We looked at the routing table but not the topology table, so I’m going to restart the s0/0/0 interface and double-check the routing table to make sure it is still as it should be, before moving on to the topology table.

I get the following notification almost immediately after turning on the s0/0/0 interface on R1:

R4#

%LINK-5-CHANGED: Interface Serial0/0/1, changed state to up

%LINEPROTO-5-UPDOWN: Line protocol on Interface Serial0/0/1, changed state to up

%DUAL-5-NBRCHANGE: IP-EIGRP 100: Neighbor 10.1.1.5 (Serial0/0/1) is up: new adjacency

Let us peek at the routing table on R4:

R4#sh ip route

Gateway of last resort is not set

10.0.0.0/30 is subnetted, 6 subnets

C 10.1.1.4 is directly connected, Serial0/0/1

D 10.1.1.8 via 10.1.1.25, 03:08:05, FastEthernet0/1

C 10.1.1.12 is directly connected, Serial0/0/0

D 10.1.1.16 via 10.1.1.25, 03:08:05, FastEthernet0/1

D 10.1.1.20 via 10.1.1.13, 03:08:05, Serial0/0/0

via 10.1.1.5, 00:01:45, Serial0/0/1

C 10.1.1.24 is directly connected, FastEthernet0/1

D 192.168.1.0/24 via 10.1.1.5, 00:01:45, Serial0/0/1

D 192.168.2.0/24 via 10.1.1.25, 03:08:05, FastEthernet0/1

D 192.168.3.0/24 via 10.1.1.13, 03:08:05, Serial0/0/0

C 192.168.4.0/24 is directly connected, FastEthernet0/0

It’s worth noting that the network’s first route is now 10.1.1.13, rather than 10.1.1.5, as it was previously.
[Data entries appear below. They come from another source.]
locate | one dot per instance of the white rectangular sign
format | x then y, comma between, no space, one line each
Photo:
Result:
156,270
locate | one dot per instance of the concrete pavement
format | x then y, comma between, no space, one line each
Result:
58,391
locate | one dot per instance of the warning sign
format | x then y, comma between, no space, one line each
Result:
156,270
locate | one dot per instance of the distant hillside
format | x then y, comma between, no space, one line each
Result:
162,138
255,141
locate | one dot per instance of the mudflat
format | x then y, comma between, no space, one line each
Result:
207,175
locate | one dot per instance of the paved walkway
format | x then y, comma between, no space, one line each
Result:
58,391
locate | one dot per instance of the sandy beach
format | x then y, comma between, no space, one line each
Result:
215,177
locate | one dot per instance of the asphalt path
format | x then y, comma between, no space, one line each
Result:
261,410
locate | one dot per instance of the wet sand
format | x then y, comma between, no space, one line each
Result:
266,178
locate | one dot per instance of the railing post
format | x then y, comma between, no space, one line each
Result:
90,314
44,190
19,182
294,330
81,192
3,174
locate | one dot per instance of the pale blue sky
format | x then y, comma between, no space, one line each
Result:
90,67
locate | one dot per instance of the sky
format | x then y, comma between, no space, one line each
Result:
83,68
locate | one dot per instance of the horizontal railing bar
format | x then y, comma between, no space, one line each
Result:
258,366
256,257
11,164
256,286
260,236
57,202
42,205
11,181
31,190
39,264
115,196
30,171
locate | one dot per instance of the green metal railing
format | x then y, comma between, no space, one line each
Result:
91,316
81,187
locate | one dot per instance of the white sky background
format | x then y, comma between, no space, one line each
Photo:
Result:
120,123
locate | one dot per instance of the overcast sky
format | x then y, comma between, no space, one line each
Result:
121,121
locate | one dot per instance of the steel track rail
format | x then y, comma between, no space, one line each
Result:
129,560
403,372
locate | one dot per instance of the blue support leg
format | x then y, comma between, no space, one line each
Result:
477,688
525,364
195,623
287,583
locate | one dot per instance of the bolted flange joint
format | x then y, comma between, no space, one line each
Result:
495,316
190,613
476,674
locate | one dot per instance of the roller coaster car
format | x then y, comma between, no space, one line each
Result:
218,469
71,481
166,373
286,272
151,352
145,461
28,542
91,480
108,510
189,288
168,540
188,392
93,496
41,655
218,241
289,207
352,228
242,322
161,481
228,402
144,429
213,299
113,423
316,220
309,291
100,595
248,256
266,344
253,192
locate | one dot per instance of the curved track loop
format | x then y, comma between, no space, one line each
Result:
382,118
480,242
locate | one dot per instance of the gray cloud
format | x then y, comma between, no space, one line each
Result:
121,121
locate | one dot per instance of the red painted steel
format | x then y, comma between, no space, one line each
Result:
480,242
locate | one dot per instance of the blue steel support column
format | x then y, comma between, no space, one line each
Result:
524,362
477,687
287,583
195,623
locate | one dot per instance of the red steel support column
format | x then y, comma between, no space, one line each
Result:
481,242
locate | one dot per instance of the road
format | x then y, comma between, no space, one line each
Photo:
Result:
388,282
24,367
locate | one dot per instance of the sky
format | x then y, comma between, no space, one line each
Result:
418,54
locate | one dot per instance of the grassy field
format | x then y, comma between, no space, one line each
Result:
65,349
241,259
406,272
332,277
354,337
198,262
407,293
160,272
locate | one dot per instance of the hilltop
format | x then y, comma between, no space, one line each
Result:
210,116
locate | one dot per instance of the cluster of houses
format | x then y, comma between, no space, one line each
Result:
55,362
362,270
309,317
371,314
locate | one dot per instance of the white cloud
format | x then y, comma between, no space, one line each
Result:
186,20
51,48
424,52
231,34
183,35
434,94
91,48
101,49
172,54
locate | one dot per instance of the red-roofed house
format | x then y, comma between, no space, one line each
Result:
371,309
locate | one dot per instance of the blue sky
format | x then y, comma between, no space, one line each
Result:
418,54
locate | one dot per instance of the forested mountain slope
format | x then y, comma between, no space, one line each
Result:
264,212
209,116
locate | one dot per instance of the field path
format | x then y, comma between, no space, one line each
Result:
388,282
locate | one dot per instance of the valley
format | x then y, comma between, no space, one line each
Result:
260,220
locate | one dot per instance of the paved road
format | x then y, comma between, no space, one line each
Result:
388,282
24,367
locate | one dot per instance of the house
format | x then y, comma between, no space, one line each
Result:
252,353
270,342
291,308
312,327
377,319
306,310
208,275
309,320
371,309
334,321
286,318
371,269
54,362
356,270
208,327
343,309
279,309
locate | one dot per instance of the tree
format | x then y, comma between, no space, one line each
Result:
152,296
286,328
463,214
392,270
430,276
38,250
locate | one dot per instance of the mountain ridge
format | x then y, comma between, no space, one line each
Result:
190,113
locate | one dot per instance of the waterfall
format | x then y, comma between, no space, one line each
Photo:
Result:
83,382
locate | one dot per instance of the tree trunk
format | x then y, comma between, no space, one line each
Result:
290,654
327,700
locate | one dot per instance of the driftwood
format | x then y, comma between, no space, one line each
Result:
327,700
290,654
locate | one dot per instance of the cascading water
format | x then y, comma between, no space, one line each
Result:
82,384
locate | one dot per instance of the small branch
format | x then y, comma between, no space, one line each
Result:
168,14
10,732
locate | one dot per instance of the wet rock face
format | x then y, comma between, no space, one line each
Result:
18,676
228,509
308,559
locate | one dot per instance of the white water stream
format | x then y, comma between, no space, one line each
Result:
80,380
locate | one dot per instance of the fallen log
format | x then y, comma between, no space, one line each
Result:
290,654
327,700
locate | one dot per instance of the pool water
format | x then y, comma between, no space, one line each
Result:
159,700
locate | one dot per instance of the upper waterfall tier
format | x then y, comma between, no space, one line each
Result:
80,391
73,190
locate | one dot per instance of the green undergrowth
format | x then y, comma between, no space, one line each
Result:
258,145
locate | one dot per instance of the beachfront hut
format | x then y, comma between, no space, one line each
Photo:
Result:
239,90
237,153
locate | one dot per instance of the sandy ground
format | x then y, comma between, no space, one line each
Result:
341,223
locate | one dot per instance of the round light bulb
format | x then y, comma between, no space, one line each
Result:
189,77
Let’s have a peek at the topology table now:

Remember that the topology includes all feasible paths to all destination networks. Just the lowest FD routes make it to the routing table, earning the title of successor path. The highlighted networks are identical to the ones seen in the routing chart.

Since they each have the same formula, they will both be considered successor routes.